A quoi servent les energies renouvelables ?


Voilà ; On a expliqué sur ce blog dans de multiples billets à quels point l’éolien et le solaire, en ce qui concerne la production d’électricité étaient néfastes pour le climat, ( grâce à son nucléaire, la France est championne des pays développés pour la décarbonation de l’électricité), néfaste pour l’économie ( bizarrement, malgré les manipulations de l’Ademe pour affirmer que les renouvelables sont moins chères que le nucléaire, le prix de l’électricité augmente à proportion de l’introduction d’énergies renouvelables dans le mix électrique), néfastes pour la sécurité d’approvisionnement  ( vitale), néfastes pour la santé, néfastes pour le niveau de vie, néfastes pour l’indépendance nationale.  Cf. notamment


Et voilà que parait un texte de Michel Gay, parfaitement synthétique et argumenté.
Et nécessaire, plus même :  des cadres d’Enedis commencent à craquer devant les demandes absurdes de clients ou de copropriétés demandant une autonomie énergétique totale, des déraccordements du réseau, des garanties d’une électricité non nucléaire…et se font injurier et traiter de menteurs et  de vendus lorsqu’ils rappellent simplement la réalité…

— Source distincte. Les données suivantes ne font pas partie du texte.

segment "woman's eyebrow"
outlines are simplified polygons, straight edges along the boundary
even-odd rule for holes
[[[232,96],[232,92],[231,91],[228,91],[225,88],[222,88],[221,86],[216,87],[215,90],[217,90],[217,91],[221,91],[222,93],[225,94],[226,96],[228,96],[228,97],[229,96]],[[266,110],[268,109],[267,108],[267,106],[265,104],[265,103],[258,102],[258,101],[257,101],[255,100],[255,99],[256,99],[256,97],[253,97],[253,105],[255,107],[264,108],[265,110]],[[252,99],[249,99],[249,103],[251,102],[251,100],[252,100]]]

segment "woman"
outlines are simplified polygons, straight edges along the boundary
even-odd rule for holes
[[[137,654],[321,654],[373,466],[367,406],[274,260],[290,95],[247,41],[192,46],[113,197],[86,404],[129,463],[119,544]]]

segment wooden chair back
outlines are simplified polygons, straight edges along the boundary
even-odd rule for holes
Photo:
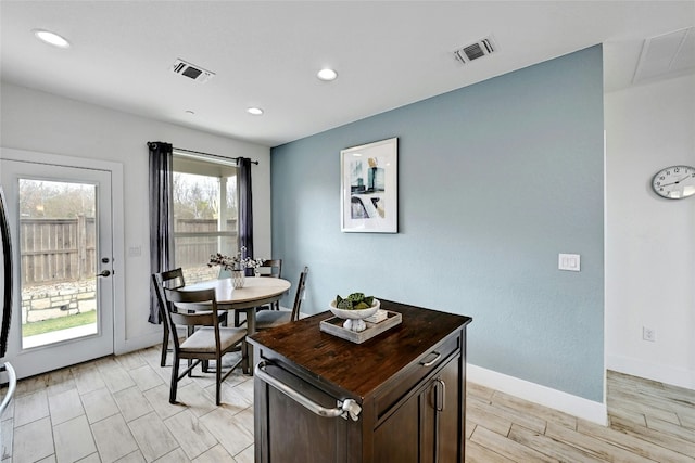
[[[153,273],[152,274],[152,284],[154,285],[154,291],[156,293],[156,298],[160,303],[160,319],[162,320],[162,359],[160,361],[160,365],[164,366],[166,364],[166,352],[168,351],[169,345],[169,333],[172,332],[168,321],[167,314],[167,301],[164,297],[164,288],[179,288],[186,286],[186,281],[184,280],[184,271],[178,268],[174,270],[168,270],[162,273]],[[176,337],[176,336],[174,336]]]
[[[306,290],[306,275],[308,274],[308,267],[304,267],[302,273],[300,273],[300,281],[296,284],[296,293],[294,293],[294,305],[292,306],[292,316],[290,321],[298,321],[300,319],[300,307],[304,298],[304,291]]]

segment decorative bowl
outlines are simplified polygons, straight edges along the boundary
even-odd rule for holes
[[[371,301],[371,307],[368,309],[358,309],[358,310],[339,309],[336,307],[334,299],[330,301],[330,305],[328,308],[330,309],[331,312],[333,312],[336,317],[338,317],[339,319],[345,320],[345,323],[343,323],[344,329],[359,332],[359,331],[364,331],[367,327],[363,319],[366,319],[367,317],[371,317],[375,313],[377,313],[377,310],[379,310],[379,307],[381,307],[381,303],[379,303],[379,299],[375,298]]]

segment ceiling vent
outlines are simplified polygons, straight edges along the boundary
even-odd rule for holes
[[[479,40],[475,43],[462,47],[458,50],[454,51],[454,57],[466,64],[470,63],[471,61],[478,60],[479,57],[483,57],[491,53],[494,53],[496,50],[497,48],[493,43],[492,38],[488,37],[486,39]]]
[[[172,73],[186,76],[189,79],[193,79],[200,83],[204,83],[215,77],[215,73],[205,70],[202,67],[190,64],[181,59],[178,59],[174,62],[174,65],[172,66]]]
[[[675,77],[694,69],[695,27],[688,27],[646,39],[632,83]]]

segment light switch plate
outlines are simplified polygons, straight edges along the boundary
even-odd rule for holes
[[[578,272],[581,270],[581,257],[579,254],[560,254],[557,259],[557,268],[559,270],[569,270]]]

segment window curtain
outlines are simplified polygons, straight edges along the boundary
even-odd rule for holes
[[[253,257],[253,207],[251,205],[251,159],[237,158],[237,180],[239,184],[239,246],[247,248],[241,257]],[[247,269],[247,275],[252,270]]]
[[[150,273],[174,268],[174,149],[150,142]],[[150,285],[150,323],[162,323],[155,290]]]

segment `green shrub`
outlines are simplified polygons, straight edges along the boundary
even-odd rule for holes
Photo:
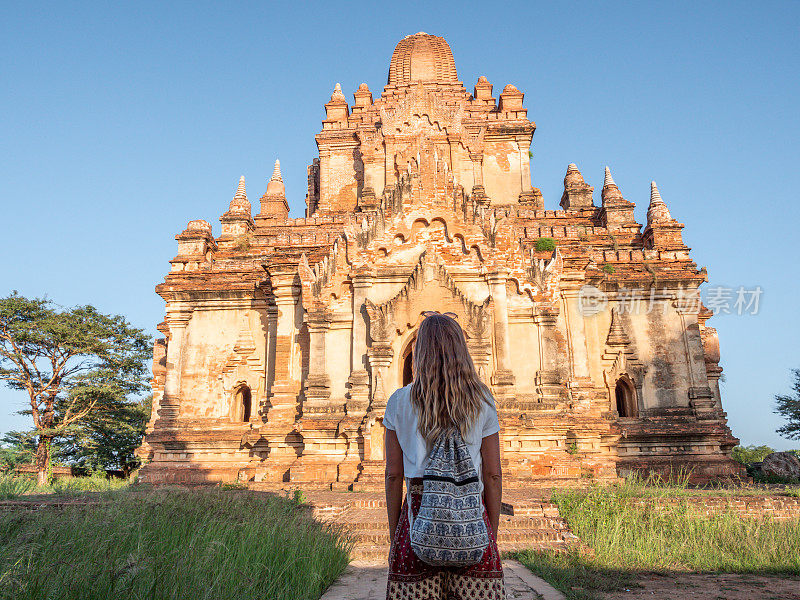
[[[0,514],[0,599],[316,600],[350,542],[272,494],[108,492]]]
[[[0,475],[0,500],[11,500],[27,494],[36,487],[36,482],[28,477]]]
[[[539,238],[533,247],[540,252],[552,252],[556,249],[556,241],[553,238]]]

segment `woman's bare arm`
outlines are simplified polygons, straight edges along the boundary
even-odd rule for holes
[[[403,450],[392,429],[386,430],[386,512],[389,517],[389,542],[394,543],[394,532],[400,520],[403,505]]]
[[[483,474],[483,502],[489,515],[489,524],[497,539],[500,526],[500,500],[503,496],[503,473],[500,467],[500,434],[493,433],[481,443],[481,471]]]

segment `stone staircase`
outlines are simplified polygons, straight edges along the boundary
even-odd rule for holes
[[[516,492],[516,493],[515,493]],[[541,492],[541,491],[540,491]],[[512,491],[500,515],[501,552],[528,548],[563,548],[575,540],[555,504],[537,491]],[[376,492],[307,492],[317,518],[346,527],[355,539],[351,557],[385,560],[389,553],[386,502]]]

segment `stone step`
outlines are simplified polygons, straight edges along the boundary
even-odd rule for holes
[[[547,542],[501,542],[497,545],[498,550],[503,552],[515,552],[518,550],[562,550],[567,546],[564,541]],[[389,556],[389,544],[359,544],[350,552],[351,560],[363,561],[386,561]]]
[[[350,511],[344,512],[337,519],[333,520],[334,523],[346,525],[353,531],[368,531],[368,530],[385,530],[387,527],[386,514],[376,515],[353,515]],[[500,520],[500,529],[502,530],[517,530],[517,529],[541,529],[541,530],[555,530],[562,531],[566,529],[566,525],[562,521],[547,517],[521,517],[521,518],[507,518]]]

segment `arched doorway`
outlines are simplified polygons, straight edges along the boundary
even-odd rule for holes
[[[406,386],[414,380],[414,350],[409,344],[408,352],[403,358],[403,385]]]
[[[630,379],[625,376],[617,379],[617,384],[614,386],[614,395],[617,400],[617,414],[620,417],[636,417],[638,415],[636,390]]]
[[[403,385],[406,386],[414,381],[414,345],[417,343],[417,334],[414,333],[411,339],[408,340],[405,350],[403,350],[403,359],[400,363],[403,365]]]
[[[231,420],[235,423],[247,423],[250,420],[251,406],[250,388],[246,385],[240,385],[233,394]]]

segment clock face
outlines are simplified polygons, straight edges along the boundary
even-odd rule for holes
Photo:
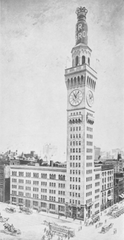
[[[94,103],[94,96],[93,93],[91,91],[87,92],[87,103],[90,107],[92,107],[93,103]]]
[[[75,89],[69,95],[69,102],[72,106],[77,106],[82,102],[83,94],[80,90]]]

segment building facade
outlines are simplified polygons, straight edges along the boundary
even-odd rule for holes
[[[92,208],[94,173],[94,93],[96,71],[91,67],[86,8],[77,8],[76,44],[72,67],[65,70],[67,87],[67,182],[66,209],[84,219]],[[80,209],[80,210],[79,210]]]
[[[113,165],[101,166],[102,171],[102,198],[101,198],[101,210],[114,204],[114,167]]]
[[[114,168],[94,163],[94,95],[86,8],[77,8],[67,87],[67,165],[11,165],[10,202],[85,220],[114,202]],[[96,160],[100,156],[97,148]],[[25,163],[28,164],[28,163]]]
[[[10,201],[10,166],[0,164],[0,202]]]
[[[12,165],[10,176],[10,203],[65,215],[65,167]]]

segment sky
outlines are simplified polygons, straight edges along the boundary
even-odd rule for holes
[[[124,148],[124,1],[0,0],[0,151],[65,158],[67,90],[77,7],[88,9],[97,70],[94,145]]]

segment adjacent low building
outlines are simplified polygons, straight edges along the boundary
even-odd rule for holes
[[[124,199],[124,173],[114,173],[114,203]]]
[[[66,167],[13,165],[10,202],[65,215]]]

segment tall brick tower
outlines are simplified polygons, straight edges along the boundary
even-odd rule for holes
[[[76,10],[76,44],[72,67],[65,69],[67,87],[67,183],[66,215],[90,217],[93,205],[94,93],[96,71],[91,67],[88,46],[87,9]]]

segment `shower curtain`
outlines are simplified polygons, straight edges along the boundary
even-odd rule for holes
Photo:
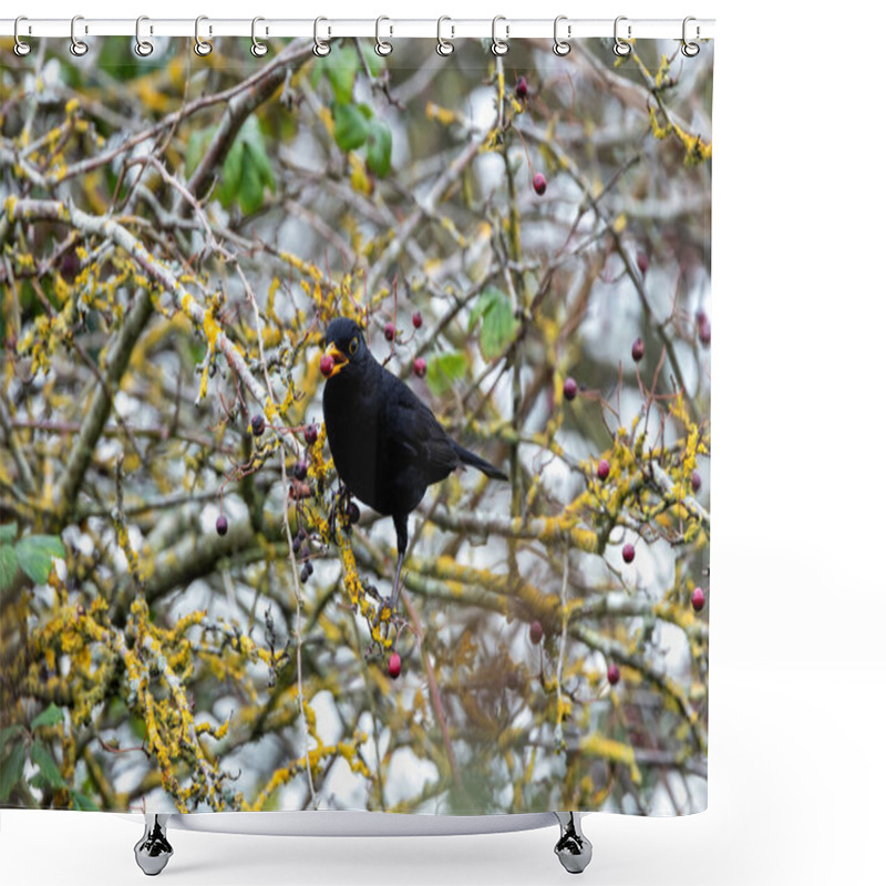
[[[0,805],[703,810],[713,43],[31,42]],[[435,420],[501,473],[426,484],[396,606],[324,411],[361,348],[424,404],[351,431],[367,471]]]

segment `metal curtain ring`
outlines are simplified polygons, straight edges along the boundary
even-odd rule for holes
[[[142,22],[143,21],[151,21],[147,16],[140,16],[135,20],[135,50],[136,55],[141,55],[143,59],[146,59],[153,51],[154,44],[150,40],[142,40]],[[154,29],[151,29],[151,32],[154,32]]]
[[[82,16],[74,16],[74,18],[71,19],[71,54],[78,58],[85,55],[90,51],[90,48],[82,40],[78,39],[76,23],[79,21],[83,21]],[[89,33],[89,29],[84,27],[83,32]]]
[[[441,16],[436,20],[436,51],[439,55],[452,55],[452,53],[455,52],[455,44],[443,39],[442,31],[444,21],[452,21],[452,19],[449,16]],[[450,28],[452,29],[452,35],[455,37],[455,25],[451,24]]]
[[[313,20],[313,54],[322,59],[324,55],[329,55],[332,48],[326,40],[320,40],[321,21],[328,21],[328,19],[319,18]],[[329,29],[327,29],[327,33],[330,33]]]
[[[387,40],[382,40],[381,39],[380,31],[381,31],[381,23],[383,21],[391,21],[391,20],[387,16],[379,16],[379,18],[375,19],[375,54],[377,55],[390,55],[394,51],[394,48]],[[394,32],[393,25],[389,27],[389,31],[390,31],[391,34],[393,34],[393,32]]]
[[[683,55],[686,55],[688,59],[693,59],[696,55],[699,54],[699,52],[701,52],[701,47],[698,43],[690,43],[689,40],[687,40],[687,30],[688,30],[687,25],[689,24],[690,21],[696,21],[696,19],[693,19],[692,16],[687,16],[683,19],[683,45],[680,49],[680,52],[682,52]],[[698,24],[696,24],[697,40],[699,38],[699,34],[701,34],[701,29],[699,28]]]
[[[12,48],[12,51],[13,51],[13,52],[14,52],[14,53],[16,53],[16,54],[17,54],[17,55],[20,58],[20,59],[23,59],[23,58],[24,58],[24,56],[25,56],[25,55],[27,55],[27,54],[28,54],[28,53],[31,51],[31,44],[30,44],[30,43],[25,43],[25,42],[24,42],[24,41],[23,41],[23,40],[22,40],[22,39],[19,37],[19,24],[20,24],[21,22],[23,22],[23,21],[28,21],[28,17],[27,17],[27,16],[19,16],[19,17],[16,19],[16,24],[13,25],[13,29],[12,29],[12,34],[13,34],[13,37],[16,38],[16,45]],[[29,27],[29,28],[28,28],[28,33],[30,33],[30,32],[31,32],[31,29],[30,29],[30,27]]]
[[[566,16],[557,16],[557,18],[554,19],[554,54],[555,55],[568,55],[573,51],[573,48],[569,45],[569,43],[567,43],[565,40],[560,40],[559,37],[557,37],[557,28],[558,28],[558,25],[559,25],[559,23],[562,21],[567,21]],[[573,35],[573,25],[571,24],[567,24],[566,25],[566,37],[571,37],[571,35]]]
[[[262,55],[267,55],[268,54],[268,44],[267,43],[262,43],[256,37],[256,24],[258,24],[258,22],[260,22],[260,21],[265,21],[265,19],[262,19],[260,16],[256,16],[256,18],[253,19],[253,47],[249,50],[249,52],[251,52],[253,55],[256,56],[256,59],[260,59]],[[266,28],[265,29],[265,35],[266,37],[267,37],[267,33],[268,33],[268,29]]]
[[[498,24],[499,21],[505,22],[505,37],[508,35],[511,31],[511,27],[507,24],[507,19],[504,16],[496,16],[492,20],[492,54],[493,55],[507,55],[508,50],[511,47],[507,45],[505,40],[499,40],[495,35],[495,25]]]
[[[208,21],[208,16],[197,16],[197,20],[194,22],[194,52],[197,55],[208,55],[213,51],[213,44],[207,43],[200,37],[200,22]],[[209,35],[212,37],[213,29],[209,28]]]
[[[626,41],[624,41],[618,35],[618,23],[620,21],[628,21],[628,17],[627,16],[619,16],[616,19],[616,25],[615,25],[615,40],[616,40],[616,43],[612,47],[612,52],[615,52],[616,55],[618,55],[619,58],[625,58],[626,55],[630,55],[631,45],[630,45],[630,43],[627,43]],[[630,40],[630,23],[628,23],[628,40]]]

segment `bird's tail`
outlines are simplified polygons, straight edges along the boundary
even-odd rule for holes
[[[474,455],[471,450],[466,450],[464,446],[460,446],[455,443],[455,452],[459,453],[462,464],[476,467],[493,480],[507,480],[507,474],[505,474],[504,471],[499,471],[494,464],[490,464],[485,459],[481,459],[480,455]]]

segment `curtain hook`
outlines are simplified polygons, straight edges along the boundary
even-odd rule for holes
[[[14,52],[14,53],[16,53],[16,54],[17,54],[17,55],[20,58],[20,59],[23,59],[23,58],[24,58],[24,56],[25,56],[25,55],[27,55],[27,54],[28,54],[28,53],[31,51],[31,44],[30,44],[30,43],[25,43],[25,42],[24,42],[24,41],[23,41],[23,40],[22,40],[22,39],[19,37],[19,23],[20,23],[20,22],[23,22],[23,21],[28,21],[28,18],[27,18],[27,16],[19,16],[19,17],[16,19],[16,24],[14,24],[14,27],[13,27],[13,29],[12,29],[12,34],[13,34],[13,37],[16,38],[16,45],[14,45],[12,49],[13,49],[13,52]],[[28,25],[28,33],[31,33],[31,27],[30,27],[30,25]]]
[[[452,21],[452,19],[449,16],[441,16],[436,20],[436,51],[439,55],[452,55],[455,52],[455,44],[443,39],[444,21]],[[452,28],[452,35],[455,37],[455,25],[451,24],[450,28]]]
[[[690,21],[696,21],[696,19],[692,18],[692,16],[687,16],[683,19],[683,45],[680,49],[680,52],[682,52],[683,55],[686,55],[688,59],[693,59],[696,55],[699,54],[699,52],[701,52],[701,47],[698,43],[690,43],[687,40],[687,30],[688,30],[687,25],[689,24]],[[696,24],[696,39],[697,40],[700,37],[700,34],[701,34],[701,29],[699,28],[699,25],[697,23]]]
[[[329,21],[329,19],[319,18],[313,20],[313,54],[322,59],[332,51],[332,48],[326,40],[320,40],[320,22]],[[327,34],[331,35],[330,29],[327,28]]]
[[[196,52],[197,55],[208,55],[213,51],[213,44],[207,43],[200,37],[200,22],[208,21],[208,16],[197,16],[197,20],[194,22],[194,52]],[[209,34],[212,35],[212,33],[213,29],[210,27]]]
[[[566,40],[560,40],[559,37],[557,37],[557,28],[559,27],[559,23],[562,21],[568,21],[566,16],[557,16],[557,18],[554,19],[554,54],[555,55],[568,55],[573,51],[573,48],[569,45],[569,43]],[[566,37],[571,37],[571,35],[573,35],[573,25],[571,24],[567,24],[566,25]]]
[[[151,19],[147,16],[140,16],[135,20],[135,54],[145,59],[154,51],[154,44],[150,40],[142,40],[143,21],[151,21]],[[151,33],[154,33],[153,27],[151,28]]]
[[[511,47],[507,45],[507,41],[499,40],[495,34],[495,25],[498,24],[499,21],[505,22],[505,37],[507,37],[508,33],[511,32],[511,25],[507,24],[507,19],[504,16],[496,16],[492,20],[492,54],[507,55],[507,52],[511,49]]]
[[[253,53],[253,55],[256,56],[256,59],[260,59],[262,55],[267,55],[268,54],[268,44],[267,43],[262,43],[256,37],[256,24],[258,24],[258,22],[260,22],[260,21],[265,21],[265,19],[262,19],[260,16],[256,16],[256,18],[253,19],[253,47],[251,47],[251,49],[249,51]],[[268,33],[268,29],[266,28],[265,29],[265,34],[267,35],[267,33]]]
[[[394,48],[385,40],[381,39],[381,23],[383,21],[391,21],[387,16],[379,16],[375,19],[375,54],[377,55],[390,55]],[[393,34],[394,29],[393,25],[389,25],[390,34]]]
[[[76,55],[78,58],[85,55],[90,51],[89,45],[86,45],[86,43],[80,40],[76,35],[76,23],[79,21],[83,21],[82,16],[74,16],[74,18],[71,19],[71,54]],[[89,28],[85,25],[83,28],[83,33],[89,33]]]
[[[618,35],[618,23],[620,21],[628,21],[627,16],[619,16],[616,19],[616,27],[615,27],[615,39],[616,44],[612,47],[612,52],[616,53],[619,58],[625,58],[626,55],[630,55],[631,45],[630,43],[626,42]],[[628,22],[628,40],[630,40],[630,22]]]

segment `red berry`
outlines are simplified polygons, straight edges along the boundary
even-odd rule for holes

« Arrêtez de gaspiller nos sous ! »s’égosillait un Gilet jaune. « À quoi ça sert de produire de l’électricité avec de ruineux panneaux solaires et des éoliennes ? »
En voilà une bonne question… que nos élus oublient de plus en plus de se poser : les énergies renouvelables, notamment les éoliennes et les panneaux photovoltaïques, à quoi ça sert ?

Les énergies renouvelables serviraient-elles à : Produire notre électricité ?

NON ! La France en produit suffisamment et elle exporte même ses nombreux excédents vers les pays voisins (plus de 2 milliards d’euros net en 2018).

Diminuer les rejets de gaz à effet de serre ?

NON ! La production française d’électricité n’émet pas de gaz à effet de serre (à 95 %, record des pays industrialisés). Il est difficile de faire mieux. Ses émissions moyennes de CO2  sont d’environ 50 g de CO2 par kWh, soit 10 fois moins que l’Allemagne. L’intermittence des renouvelables augmente ces émissions à cause du soutien obligatoire de centrales thermiques à gaz et à charbon, comme en Allemagne.

Accroître la sécurité d’approvisionnement ?

NON ! Leur disponibilité aléatoire dépendant du vent et du soleil ne permet pas de compter sur les renouvelables car l’électricité n’est pas stockable à l’échelle d’un pays. Il faudrait donc en importer (d’où un gros problème si nos voisins sont dans la même situation météorologique?)

Réduire le coût de l’électricité ? 

NON ! Le courant (acheté prioritairement et obligatoirement aux producteurs) est payé deux à quatre fois plus cher que le mix EDF. Ce coût est compensé par une ponction appelée « contribution au service public de l’électricité » (CSPE) sur notre facture EDF. Ce prélèvement représentera près de 8 milliards d’euroscette année. Le cumul déjà prévu par la Cour des comptes atteindra 121 milliards d’euros (!).
Le prix de l’électricité et maintenant du carburant explose au détriment du pouvoir d’achat des Français et de l’industrie nationale. Seuls quelques affairistes profitent de ce système immoral.

Produire une électricité de proximité ?

NON ! Des milliers de pylônes et de transformateurs électriques supplémentaires ainsi que 4 000 km de lignes à haute tension sont nécessaires pour renforcer le réseau. Ce dernier doit accueillir des dizaines de milliers de points de production aléatoire par bouffées qui le déséquilibrent avec des risques grandissants de black-out.

Le développement des éoliennes et des panneaux photovoltaïques serait-il :
bon pour notre balance des paiements ?
NON ! Et c’est même catastrophique. La quasi-totalité du matériel est importée, principalement d’Allemagne, du Danemark, et de Chine.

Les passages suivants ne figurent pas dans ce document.